2011-12-23 12:48    Ecns.cn     Web Editor: Zhang Chan
Besides money, migrate workers need more respect.

Besides money, migrate workers need more respect.

(Ecns.cn)--After dropping out of school at a very early age, 23-year-old Liu Jinzhou left his home in a small village in east China's Jiangsu Province and migrated to work in Yangzhou, a famous historical city in Jiangsu, where he has now been for over eight years.

Without asking permission from his family, Liu discontinued his high school studies at the age of 16. Though angered by Liu's decision, his father did not stop him from leaving the village and earning a living in Yangzhou.

"The first time I landed in Yangzhou, I was mesmerized and lost in this fancy city. With only a little money in my pocket, I didn't know where to go and what to do," recalled Liu.
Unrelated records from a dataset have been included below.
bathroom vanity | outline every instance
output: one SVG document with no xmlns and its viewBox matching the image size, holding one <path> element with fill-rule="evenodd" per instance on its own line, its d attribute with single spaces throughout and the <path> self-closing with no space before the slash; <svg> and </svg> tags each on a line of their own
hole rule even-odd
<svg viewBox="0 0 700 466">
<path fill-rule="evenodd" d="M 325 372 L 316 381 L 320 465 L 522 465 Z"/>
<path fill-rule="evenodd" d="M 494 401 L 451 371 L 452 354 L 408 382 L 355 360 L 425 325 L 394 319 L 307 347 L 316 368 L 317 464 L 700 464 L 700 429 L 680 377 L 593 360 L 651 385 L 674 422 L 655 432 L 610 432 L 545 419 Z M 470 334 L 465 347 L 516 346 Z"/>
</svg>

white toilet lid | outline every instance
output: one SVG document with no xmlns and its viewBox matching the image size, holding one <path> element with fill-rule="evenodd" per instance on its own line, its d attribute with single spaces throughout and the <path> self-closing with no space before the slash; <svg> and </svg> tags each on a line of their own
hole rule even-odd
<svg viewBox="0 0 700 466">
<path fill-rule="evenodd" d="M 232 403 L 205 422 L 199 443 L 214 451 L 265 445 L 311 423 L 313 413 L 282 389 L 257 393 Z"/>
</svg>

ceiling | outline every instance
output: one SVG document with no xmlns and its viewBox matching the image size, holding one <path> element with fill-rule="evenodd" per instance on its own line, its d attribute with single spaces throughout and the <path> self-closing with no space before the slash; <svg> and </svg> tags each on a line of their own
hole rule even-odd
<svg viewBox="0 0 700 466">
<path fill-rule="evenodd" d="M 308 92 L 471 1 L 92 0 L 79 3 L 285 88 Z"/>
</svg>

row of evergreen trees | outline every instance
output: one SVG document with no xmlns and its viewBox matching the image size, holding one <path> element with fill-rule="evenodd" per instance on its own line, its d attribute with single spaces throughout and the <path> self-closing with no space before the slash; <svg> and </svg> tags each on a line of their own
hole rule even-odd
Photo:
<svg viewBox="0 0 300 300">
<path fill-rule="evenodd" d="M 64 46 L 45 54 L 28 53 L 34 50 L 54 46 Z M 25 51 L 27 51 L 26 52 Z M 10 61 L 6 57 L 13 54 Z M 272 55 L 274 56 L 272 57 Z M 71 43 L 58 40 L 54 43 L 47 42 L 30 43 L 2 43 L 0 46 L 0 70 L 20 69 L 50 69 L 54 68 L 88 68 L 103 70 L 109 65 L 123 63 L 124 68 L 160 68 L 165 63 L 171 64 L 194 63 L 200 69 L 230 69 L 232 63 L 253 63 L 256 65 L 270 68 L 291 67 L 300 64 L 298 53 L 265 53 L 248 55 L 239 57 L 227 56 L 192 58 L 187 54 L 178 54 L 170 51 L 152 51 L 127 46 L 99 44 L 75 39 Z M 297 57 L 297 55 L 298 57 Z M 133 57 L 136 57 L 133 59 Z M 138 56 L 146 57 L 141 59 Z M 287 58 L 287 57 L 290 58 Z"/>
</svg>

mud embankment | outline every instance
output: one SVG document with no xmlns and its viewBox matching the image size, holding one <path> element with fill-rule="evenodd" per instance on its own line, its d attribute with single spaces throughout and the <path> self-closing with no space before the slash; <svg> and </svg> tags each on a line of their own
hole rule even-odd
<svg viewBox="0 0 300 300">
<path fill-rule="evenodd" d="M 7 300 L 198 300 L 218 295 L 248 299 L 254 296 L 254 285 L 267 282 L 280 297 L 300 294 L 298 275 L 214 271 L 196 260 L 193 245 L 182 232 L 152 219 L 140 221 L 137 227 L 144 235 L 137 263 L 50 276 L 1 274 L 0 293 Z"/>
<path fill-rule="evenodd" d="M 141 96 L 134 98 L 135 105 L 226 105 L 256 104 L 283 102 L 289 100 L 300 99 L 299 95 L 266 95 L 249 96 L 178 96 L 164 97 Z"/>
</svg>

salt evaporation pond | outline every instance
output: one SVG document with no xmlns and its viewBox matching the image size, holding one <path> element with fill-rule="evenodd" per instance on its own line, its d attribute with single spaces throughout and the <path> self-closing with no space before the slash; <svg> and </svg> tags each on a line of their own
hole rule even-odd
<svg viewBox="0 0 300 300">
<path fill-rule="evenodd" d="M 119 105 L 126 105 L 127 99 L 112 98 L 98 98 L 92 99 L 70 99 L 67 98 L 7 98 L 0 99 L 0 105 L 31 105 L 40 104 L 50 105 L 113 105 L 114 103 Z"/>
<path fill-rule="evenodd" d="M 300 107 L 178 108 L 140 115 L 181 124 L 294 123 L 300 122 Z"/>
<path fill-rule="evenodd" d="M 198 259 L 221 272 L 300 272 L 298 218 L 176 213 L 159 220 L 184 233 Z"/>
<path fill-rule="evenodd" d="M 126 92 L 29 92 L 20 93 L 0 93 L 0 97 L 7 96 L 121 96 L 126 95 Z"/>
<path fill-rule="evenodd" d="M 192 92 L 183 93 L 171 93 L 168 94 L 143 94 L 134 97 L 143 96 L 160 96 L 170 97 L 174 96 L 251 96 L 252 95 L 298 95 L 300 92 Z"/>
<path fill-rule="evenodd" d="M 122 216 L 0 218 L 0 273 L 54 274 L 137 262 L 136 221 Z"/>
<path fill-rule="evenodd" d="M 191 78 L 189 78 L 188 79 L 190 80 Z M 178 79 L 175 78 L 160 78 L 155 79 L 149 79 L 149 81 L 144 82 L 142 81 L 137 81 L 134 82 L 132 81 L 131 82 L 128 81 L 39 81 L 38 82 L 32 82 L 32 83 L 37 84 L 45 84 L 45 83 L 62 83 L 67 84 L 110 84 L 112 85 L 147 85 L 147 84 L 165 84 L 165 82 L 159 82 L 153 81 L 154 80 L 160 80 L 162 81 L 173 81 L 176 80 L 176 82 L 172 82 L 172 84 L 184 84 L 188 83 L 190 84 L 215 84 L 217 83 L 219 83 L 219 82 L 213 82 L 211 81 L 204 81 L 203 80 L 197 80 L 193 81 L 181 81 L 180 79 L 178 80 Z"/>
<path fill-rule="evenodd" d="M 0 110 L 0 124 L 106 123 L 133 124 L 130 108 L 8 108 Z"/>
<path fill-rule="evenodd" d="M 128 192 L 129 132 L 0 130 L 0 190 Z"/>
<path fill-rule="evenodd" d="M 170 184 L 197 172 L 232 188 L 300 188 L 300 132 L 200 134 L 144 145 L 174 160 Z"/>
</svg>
Luckily, he soon got a job at a local supermarket, which provided him with meals and a bed.

But because the job only paid a monthly salary of 500 to 600 yuan ($78.86 to $94.63), Liu left a few weeks later. "At that time, I often thought that I could find a better job," he said.

Over time, Liu found many other jobs, but few provided much stability.

After a restive year, Liu went to his father, who worked at a shipyard in Yangzhou, for help. Liu's father had worked in the shipyard for over 10 years, so without much effort he found a job for his son there.

Now Liu earns over 3,000 yuan ($473.18) a month, but the job is risky. "In shipyards, half of your life is already under the control of Death. There are people injured here every day," said Liu, who was once knocked out by a falling mast.

"I think I will continue to work here, though, because the salary can help support my wife and child," he said.

Many people migrate from villages and small towns in China to seek better lives in cities, but not all of them are as lucky as Liu.

"I thought if I tried very hard, one day I would be successful," said Liu Haiting, who comes from the same village and is also now a migrant worker in Yangzhou, "but after all these years I have earned nothing, and I can't go back to my hometown like this."

Haiting came to Yangzhou after graduating from high school. Since moving there his urban dreams have been gradually destroyed over the past few years, as his life and work have both been constantly unstable. One of the main problems is the attitude of the locals.

"The Yangzhou dialect is hard to understand, and local people always discriminate against outsiders who speak other dialects," he said.

Because of this, Haiting lives in fear of humiliation. For Liu Jinzhou, this is also a problem. "No matter what you wear, when the local people find out that you are a villager, they will look down on you," he said.

Although he has worked in Yangzhou for eight years, Liu Jinzhou seldom leaves the shipyard after work. Migrant workers like him and Liu Haiting often try to minimize the possibility of contact with local people.

"Unlike their fathers' generation, which often left home just to work for money, new-generation migrant workers like Liu Jinzhou also want respect," said Wang Chunguang, an analyst with the Chinese Academy of Social Sciences.

According to Wang's research, only 18.2 percent of the new generation of migrant workers go to work in cities purely for money. They are also motivated by the lifestyle and hope to build themselves up socially.

Yet most migrant workers have sacrificed their youth in cities. Aside from a few who have realized their dreams, most are left in awkward situations and unable to return to their hometowns.

"Farming is already unfamiliar to me," said Liu Jinzhou, who has become accustomed to modern technology such as mobile phones and computers. The mindsets of such people have also been altered by their urban experiences, further alienating them from the villagers in their hometowns.

"It is more comfortable to talk and hang out with people who also work in cities," said Liu Jian, who is now working in Beijing. "We can only talk about farming with villagers."